Adults are sedentary for an average of 9½ hours each day, studies have shown — and all that sitting could be putting people’s heart health at risk.
Researchers from the University of College London (UCL) and the University of Sydney found that replacing just a few moments of sitting with any other type of activity — even sleeping or standing — can improve cardiovascular health.
In six separate studies that included over 15,000 people from five countries, participants wore trackers to measure their activity levels and heart health over the course of a typical 24-hour day.
The more vigorous activities correlated to greater heart health benefits, the researchers found.
Even standing and sleeping had better cardiovascular effects than sitting.
When participants swapped out sitting for as little as five minutes of moderate to vigorous activity, there was a tangible positive impact on their heart health.
In one example cited in the study, a 54-year-old woman who replaced 30 minutes of sitting with 30 minutes of moderate to vigorous exercise could see a 2.4% decrease in body mass index (BMI), a 2.7% decrease in waist circumference and a 3.6% decrease in blood glucose levels.
“We do hope this data reaches a broad population and impacts behavior,” said Matthew Saybolt, M.D., medical director of the Structural Heart Disease Program at Hackensack Meridian Jersey Shore University Medical Center.
Saybolt was not involved in the study but shared his thoughts on the findings with Fox News Digital.
“As cardiologists, we know that regular physical activity compared to a sedentary lifestyle has positive effects on blood pressure, glucose/sugar levels, body fat, cholesterol, sleep patterns and mood,” Saybolt said.

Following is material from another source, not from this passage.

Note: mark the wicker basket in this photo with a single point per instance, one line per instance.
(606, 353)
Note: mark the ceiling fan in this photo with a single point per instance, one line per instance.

“All of these things are closely linked with the cardiovascular system. We encourage at least mild to moderate exercise and activity daily to all of our stable patients.”
Dr. Jo Blodgett, first author of the study from UCL Surgery & Interventional Science and the Institute of Sport, Exercise & Health, shared the study’s “big takeaway” in a press release from UCL.
The activity doesn’t have to be vigorous to have a positive impact, the researchers noted.
“While small changes to how you move can have a positive effect on heart health, intensity of movement matters,” Blodgett said.
“The most beneficial change we observed was replacing sitting with moderate to vigorous activity — which could be a run, a brisk walk or stair climbing — basically any activity that raises your heart rate and makes you breathe faster, even for a minute or two.”
The activity doesn’t have to be vigorous to have a positive impact, the researchers noted — but lower-level activities will take longer to elicit a benefit.
People who are generally the most sedentary in their day-to-day lives are likely to get the biggest benefit from swapping out those behaviors for more active ones, the release stated.
The study did have some limitations, the researchers acknowledged.
The findings show an association — yet can’t prove that the activity levels caused the cardiovascular outcomes.
More long-term research is needed to confirm the relationship between higher activity levels and heart health, they stated.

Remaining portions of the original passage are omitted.